The effects of acid rain
If acid rain is observed in the area of water bodies - over rivers, lakes, seas, then the water in them also gradually begins to oxidize, although with small impacts it actively resists pH changes. But if acid rains occur regularly, then this stability decreases, as a result of which the ecological state of water bodies deteriorates. At a high concentration of acids in water, creatures living in it, most often insects, begin to die. For example, fly-by-night flies cannot live at a pH of more than 5, 5. Fish are more resistant to such pollution, but if the insects die, then the food chain is inevitably disrupted: for example, the trout that feeds on these flies is faced with a lack of food. As a result, the number of fish in the reservoir also decreases.

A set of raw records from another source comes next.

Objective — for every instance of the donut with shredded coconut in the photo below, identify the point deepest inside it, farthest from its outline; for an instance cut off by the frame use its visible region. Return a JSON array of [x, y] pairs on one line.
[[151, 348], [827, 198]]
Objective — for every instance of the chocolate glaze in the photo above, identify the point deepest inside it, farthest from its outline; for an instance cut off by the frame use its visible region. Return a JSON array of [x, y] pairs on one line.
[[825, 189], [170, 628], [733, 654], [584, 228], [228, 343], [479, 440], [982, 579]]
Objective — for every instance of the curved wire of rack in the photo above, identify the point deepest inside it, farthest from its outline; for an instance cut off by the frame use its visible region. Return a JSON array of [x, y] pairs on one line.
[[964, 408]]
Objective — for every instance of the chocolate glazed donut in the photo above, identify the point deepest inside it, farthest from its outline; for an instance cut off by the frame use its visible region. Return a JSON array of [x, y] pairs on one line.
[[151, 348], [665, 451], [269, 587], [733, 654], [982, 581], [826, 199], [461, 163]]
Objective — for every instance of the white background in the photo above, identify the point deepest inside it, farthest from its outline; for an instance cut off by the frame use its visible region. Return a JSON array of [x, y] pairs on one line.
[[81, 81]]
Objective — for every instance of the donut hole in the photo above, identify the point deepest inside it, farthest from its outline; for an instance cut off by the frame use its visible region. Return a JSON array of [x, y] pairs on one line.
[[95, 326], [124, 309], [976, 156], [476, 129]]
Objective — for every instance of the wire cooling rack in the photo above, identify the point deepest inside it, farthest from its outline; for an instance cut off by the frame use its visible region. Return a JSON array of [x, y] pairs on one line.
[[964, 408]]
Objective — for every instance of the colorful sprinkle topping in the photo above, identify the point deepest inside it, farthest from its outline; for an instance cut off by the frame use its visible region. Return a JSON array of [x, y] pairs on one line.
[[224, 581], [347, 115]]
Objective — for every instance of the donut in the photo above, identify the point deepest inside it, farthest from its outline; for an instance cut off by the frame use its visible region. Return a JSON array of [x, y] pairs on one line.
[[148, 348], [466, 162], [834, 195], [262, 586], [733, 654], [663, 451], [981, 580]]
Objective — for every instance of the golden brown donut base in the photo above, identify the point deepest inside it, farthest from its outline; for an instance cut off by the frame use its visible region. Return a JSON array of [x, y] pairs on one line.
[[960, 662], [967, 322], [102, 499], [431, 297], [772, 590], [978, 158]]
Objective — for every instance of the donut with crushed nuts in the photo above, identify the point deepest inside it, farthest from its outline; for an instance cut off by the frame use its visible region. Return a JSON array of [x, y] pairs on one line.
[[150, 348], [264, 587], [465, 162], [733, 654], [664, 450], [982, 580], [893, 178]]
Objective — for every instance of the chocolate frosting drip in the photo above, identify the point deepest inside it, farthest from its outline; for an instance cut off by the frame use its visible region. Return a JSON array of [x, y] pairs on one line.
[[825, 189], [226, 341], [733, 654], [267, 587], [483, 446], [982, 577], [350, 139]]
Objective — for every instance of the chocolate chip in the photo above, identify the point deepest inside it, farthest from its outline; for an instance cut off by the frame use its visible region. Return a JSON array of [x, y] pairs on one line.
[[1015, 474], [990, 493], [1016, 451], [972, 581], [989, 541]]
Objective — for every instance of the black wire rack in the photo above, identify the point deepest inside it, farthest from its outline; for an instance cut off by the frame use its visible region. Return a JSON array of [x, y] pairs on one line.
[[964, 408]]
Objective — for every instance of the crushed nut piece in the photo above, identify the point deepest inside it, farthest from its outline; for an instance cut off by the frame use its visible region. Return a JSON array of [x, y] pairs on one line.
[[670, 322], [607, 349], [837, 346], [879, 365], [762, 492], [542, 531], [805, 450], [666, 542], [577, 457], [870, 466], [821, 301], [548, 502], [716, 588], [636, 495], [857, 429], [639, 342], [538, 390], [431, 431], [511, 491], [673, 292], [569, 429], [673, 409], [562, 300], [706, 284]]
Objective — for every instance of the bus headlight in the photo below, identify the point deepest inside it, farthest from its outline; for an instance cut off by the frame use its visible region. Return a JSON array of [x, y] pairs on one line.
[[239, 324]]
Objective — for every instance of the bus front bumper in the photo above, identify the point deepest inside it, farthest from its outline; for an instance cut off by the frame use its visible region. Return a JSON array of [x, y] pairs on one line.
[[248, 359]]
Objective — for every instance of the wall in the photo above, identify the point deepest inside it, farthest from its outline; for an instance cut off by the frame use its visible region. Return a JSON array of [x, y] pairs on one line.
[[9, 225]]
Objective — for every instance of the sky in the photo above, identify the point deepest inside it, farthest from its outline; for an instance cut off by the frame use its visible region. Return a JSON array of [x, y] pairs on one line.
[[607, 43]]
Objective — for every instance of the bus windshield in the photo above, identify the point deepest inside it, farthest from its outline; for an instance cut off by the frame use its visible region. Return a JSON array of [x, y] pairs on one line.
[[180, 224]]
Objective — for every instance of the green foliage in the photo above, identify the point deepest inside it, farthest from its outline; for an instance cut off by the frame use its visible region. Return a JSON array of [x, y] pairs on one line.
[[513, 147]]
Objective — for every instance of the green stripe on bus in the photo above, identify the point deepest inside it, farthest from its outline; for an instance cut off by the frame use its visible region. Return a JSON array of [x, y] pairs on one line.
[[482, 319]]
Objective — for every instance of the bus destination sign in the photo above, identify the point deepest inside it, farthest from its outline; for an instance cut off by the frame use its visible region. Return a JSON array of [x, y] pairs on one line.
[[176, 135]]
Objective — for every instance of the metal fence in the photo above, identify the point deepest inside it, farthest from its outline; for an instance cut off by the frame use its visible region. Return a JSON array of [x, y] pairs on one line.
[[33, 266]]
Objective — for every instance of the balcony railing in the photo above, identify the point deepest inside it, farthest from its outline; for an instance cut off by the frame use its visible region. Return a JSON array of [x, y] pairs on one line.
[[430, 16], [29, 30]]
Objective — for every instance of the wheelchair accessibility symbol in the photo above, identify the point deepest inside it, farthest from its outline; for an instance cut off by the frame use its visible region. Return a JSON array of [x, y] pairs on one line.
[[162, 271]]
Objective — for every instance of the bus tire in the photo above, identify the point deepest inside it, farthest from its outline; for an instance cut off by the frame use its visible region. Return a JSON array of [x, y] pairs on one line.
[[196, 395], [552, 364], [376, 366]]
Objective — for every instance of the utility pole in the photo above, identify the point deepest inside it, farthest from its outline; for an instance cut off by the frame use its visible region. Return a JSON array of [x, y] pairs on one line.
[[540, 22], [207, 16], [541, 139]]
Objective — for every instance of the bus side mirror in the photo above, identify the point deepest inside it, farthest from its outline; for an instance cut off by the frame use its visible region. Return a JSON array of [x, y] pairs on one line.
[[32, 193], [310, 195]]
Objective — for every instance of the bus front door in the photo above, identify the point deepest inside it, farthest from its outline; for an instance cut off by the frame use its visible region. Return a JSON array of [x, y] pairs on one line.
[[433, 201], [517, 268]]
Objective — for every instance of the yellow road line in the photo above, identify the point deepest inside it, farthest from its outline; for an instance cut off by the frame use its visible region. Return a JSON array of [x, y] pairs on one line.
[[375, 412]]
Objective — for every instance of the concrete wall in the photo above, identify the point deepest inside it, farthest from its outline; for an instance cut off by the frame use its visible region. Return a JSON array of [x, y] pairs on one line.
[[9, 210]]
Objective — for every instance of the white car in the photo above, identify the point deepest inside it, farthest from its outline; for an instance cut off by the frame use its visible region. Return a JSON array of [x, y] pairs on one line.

Some fish can exist in acidic water, but cannot raise offspring in it, which also leads to the death of the population.
If acid rain falls on forests, the leaves of the trees collapse and fall off. Most often, tall trees, which find themselves in acid clouds, are exposed to this effect. Slight precipitation with high acidity destroys forests more slowly and imperceptibly: they gradually reduce soil fertility and saturate it with toxins, plants begin to ache and slowly die out.
Cars that cause air pollution then begin to suffer from them: acid precipitation destroys their protective coatings. Such rains are no less dangerous for man-made structures: buildings and monuments made of marble or limestone literally corrode, as calcite is washed out of them.
Granite and sandy rocks are more resistant to acids.
Acid rain is also a hazard to human health. Outwardly, they cannot be distinguished, they look like ordinary rain, do not have a specific smell or taste and do not lead to unpleasant sensations on the skin. You can be exposed to acids not only during precipitation, but also when swimming in a river or lake. This leads to an increased risk of cardiovascular diseases, respiratory diseases - asthma, bronchitis, sinusitis.